Chisala mentions Prof Simon Burgess’s work. Here is my comment on that paper:
You will see that “progress” measures tend to favour those who start with low scores.
Prof Burgess has been offered the right of reply, as always, and has acknowledged the offer.
This is a curate’s egg of an article. The Cognitive Assessment Test data are interesting, informative, and worthy of further study. The GCSE pass rate results are poor by comparison: crude and less informative. The pass rates by African language, and by implication by African genetic sub-groups are hard to track down, but at the same time, they are tantalising.
If evolution applies to all of us, that includes Africans. It is perfectly possible that some African sub-groups are brighter than others. Any geographic group which takes care to encourage bright persons to marry one another could see positive effects after 20-30 generations of consistently strong selection, if those brighter parents have more surviving offspring, which is likely. The hereditarian position (ie genetic probably accounting for 50% of the variance) would be strengthened by finding reliable evidence of genetically brighter groups in all populations including Africa. The Al-Rashidis used to tell me “We are the Jews of the Arab world”. If such groups exist on any continent they will work hard, have commanding positions in commerce and learning, and will be very picky about marriage choices.

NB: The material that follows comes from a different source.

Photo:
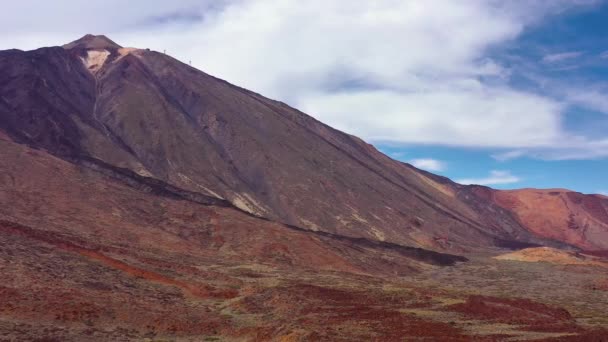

One cannot argue that a whole population is bright on the basis of a few prize winners, however emotionally appealing the impact of the individual case. However, if a particular genetic or cultural group is over-represented among the winners of a tough intellectual competition (out of proportion to their population numbers), then that can be good evidence that they are drawn from a group which has high ability. Potentially, there are undiscovered tribes and even extended families out there with outstanding intellectual abilities, and they are worth searching for. There should be no impediment to Africans championing African ancestry as the cause of African intellectual superiority, and supplying the supportive evidence.
Perhaps I have spent too long on this particular article, but I do not think that the tables and figures presented by Chisala are sufficient proof that particular African groups are among the brightest persons on the earth. They may be, but it would be prudent to require the usual sorts of evidence, evidence which is hard to obtain from the article. As the lawyers say “We need further and better particulars” and only then can the case proceed.